Trumka led the AFL-CIO to more aggressive thinking
Richard Trumka, the powerful president of the AFL-CIO who rose from the coal mines of Pennsylvania to preside over one of the largest labor organizations in the world, died Thursday. He was 72.
The federation confirmed Trumka’s death in a statement. He had been AFL-CIO president since 2009, after serving as the organization’s secretary-treasurer for 14 years.
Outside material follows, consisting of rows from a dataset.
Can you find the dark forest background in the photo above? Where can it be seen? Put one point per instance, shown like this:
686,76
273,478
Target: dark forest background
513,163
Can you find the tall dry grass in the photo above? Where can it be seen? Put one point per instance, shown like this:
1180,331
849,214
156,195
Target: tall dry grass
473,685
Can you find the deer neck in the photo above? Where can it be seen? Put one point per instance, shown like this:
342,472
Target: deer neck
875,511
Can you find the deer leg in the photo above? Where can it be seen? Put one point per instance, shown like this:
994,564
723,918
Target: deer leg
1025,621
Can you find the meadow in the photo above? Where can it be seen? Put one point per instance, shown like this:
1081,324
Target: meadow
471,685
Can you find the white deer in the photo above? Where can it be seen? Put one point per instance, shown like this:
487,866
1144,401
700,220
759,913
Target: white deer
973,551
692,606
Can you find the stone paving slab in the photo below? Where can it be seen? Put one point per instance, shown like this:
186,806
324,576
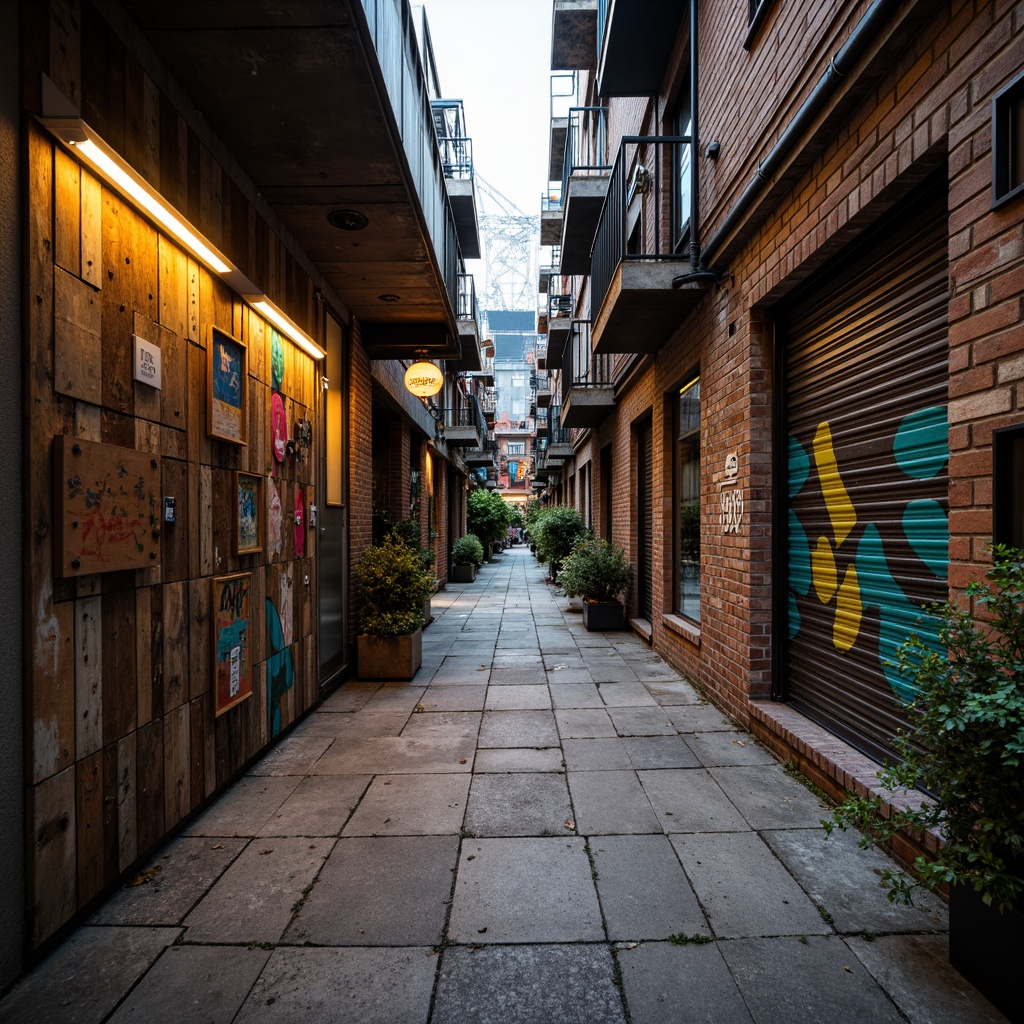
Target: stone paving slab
343,986
814,979
252,901
610,802
194,985
412,805
845,881
171,884
389,891
86,976
643,889
670,984
320,805
524,890
568,984
743,890
520,804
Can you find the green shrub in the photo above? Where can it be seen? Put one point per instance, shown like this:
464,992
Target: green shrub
596,570
393,587
965,744
467,551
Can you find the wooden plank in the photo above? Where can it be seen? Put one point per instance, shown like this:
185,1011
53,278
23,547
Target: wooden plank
67,213
174,537
89,826
150,785
200,638
177,774
127,810
92,229
143,649
88,677
175,645
119,686
51,864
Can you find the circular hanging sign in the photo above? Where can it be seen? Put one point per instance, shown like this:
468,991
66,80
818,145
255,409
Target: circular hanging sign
279,426
424,379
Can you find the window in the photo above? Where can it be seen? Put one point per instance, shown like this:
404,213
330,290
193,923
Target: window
682,124
688,499
1008,142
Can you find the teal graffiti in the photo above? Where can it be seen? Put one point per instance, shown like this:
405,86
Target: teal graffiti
280,669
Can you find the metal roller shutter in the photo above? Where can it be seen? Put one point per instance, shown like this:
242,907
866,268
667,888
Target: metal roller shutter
865,385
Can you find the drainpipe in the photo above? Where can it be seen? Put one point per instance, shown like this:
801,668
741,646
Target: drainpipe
840,66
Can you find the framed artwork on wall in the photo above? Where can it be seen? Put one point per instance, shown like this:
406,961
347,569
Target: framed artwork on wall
231,668
248,532
227,386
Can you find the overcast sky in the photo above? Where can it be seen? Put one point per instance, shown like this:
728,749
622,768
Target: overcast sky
496,56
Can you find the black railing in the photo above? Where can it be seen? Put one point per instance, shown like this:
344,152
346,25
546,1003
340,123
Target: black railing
586,143
656,167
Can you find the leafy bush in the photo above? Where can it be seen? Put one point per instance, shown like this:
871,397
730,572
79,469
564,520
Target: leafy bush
393,585
486,515
596,570
467,551
556,531
965,744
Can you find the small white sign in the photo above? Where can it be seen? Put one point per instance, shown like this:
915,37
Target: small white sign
146,363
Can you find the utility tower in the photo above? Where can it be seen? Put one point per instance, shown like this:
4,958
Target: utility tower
510,240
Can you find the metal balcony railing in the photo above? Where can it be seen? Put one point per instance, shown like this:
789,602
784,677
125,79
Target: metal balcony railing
651,167
466,300
582,368
586,143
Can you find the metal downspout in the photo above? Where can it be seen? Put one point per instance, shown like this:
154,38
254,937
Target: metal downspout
840,66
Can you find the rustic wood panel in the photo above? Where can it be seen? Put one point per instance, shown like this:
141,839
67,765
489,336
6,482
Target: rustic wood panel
67,213
120,686
150,785
88,677
89,825
127,810
177,774
52,869
175,645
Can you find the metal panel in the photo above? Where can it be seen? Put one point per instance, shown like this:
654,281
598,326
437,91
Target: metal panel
867,541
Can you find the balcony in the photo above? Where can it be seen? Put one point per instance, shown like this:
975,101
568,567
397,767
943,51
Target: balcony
628,28
634,306
588,389
464,423
467,317
585,183
573,35
559,325
457,162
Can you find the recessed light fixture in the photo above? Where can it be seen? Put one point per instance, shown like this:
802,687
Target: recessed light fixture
347,220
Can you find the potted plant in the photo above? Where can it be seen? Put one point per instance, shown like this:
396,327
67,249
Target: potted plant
467,553
393,586
966,747
598,572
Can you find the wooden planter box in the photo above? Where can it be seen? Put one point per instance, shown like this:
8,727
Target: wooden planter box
600,616
464,573
389,657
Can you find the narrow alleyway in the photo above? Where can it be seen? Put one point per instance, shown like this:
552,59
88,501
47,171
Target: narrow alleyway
546,825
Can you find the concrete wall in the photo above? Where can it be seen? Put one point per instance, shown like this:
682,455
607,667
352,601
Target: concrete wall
11,807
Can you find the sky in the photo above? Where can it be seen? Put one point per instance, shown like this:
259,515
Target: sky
496,56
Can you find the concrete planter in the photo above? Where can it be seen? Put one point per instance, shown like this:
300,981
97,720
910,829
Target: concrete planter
599,616
389,657
464,573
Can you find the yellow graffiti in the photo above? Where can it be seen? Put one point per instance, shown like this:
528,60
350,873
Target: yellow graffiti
823,570
846,628
841,510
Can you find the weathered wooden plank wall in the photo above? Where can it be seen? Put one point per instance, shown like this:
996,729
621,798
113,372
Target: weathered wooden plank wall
122,739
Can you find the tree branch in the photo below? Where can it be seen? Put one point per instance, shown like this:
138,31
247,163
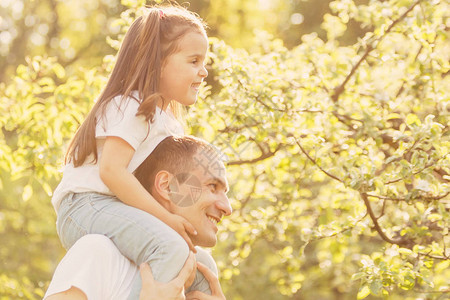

From his perch, he oversaw a federation with more than 12.5 million members and ushered in a more aggressive style of leadership.
Further details of Trumka’s death, including the cause and where he died, were not immediately available.
Senate Majority Leader Chuck Schumer announced Trumka’s death from the Senate floor. “The working people of America have lost a fierce warrior at a time when we needed him most,” he said.
Trumka was the son and grandson of coal miners. He was born in 1949 in the small southwest Pennsylvania town of Nemacolin and worked for seven years in the mines before earning an accounting degree from Penn State and then a law degree from Villanova University.
He rose in a distinctly different era, as union membership declined and labor’s political power dwindled. He often focused on making the case for unions to the white working class who have turned away from Democrats.
He met with then-President Donald Trump but also forcefully criticized him, calling Trump a “fraud” who had deceived the working class.
Trump shot back, criticizing Trumka as ineffectual. “No wonder unions are losing so much,” Trump tweeted. At times, Trumka challenged blue-collar workers to confront their own prejudices, including a forceful denunciation of racism in the union ranks during Barack Obama’s first winning campaign for the White House.
“We can’t tap dance around the fact that there’s a lot of white folks out there ... and a lot of them are good union people, they just can’t get past this idea that there’s something wrong with voting for a Black man,” he said during an impassioned 2008 speech. There’s “only one really, really bad reason to vote against Barack Obama. And that’s because he’s not white.”
Until his death, he used his power to push for health care legislation, expanded workers rights and infrastructure spending.
Larry Cohen, a longtime labor activist and former president of the Communications Workers of America, said Trumka’s death was a “devastating” loss for labor, in part because of his long-standing relationship with Biden.
“His ability to talk to the president of the United States will be very hard to replace. It’s a long history, based on personal trust. It’s remarkable,” said Cohen, who had known Trumka since the early 1980s.
As AFL-CIO president, he vowed to revive unions’ sagging membership rolls and pledged to make the labor movement appeal to a new generation of workers who perceive unions as “only a grainy, faded picture from another time.”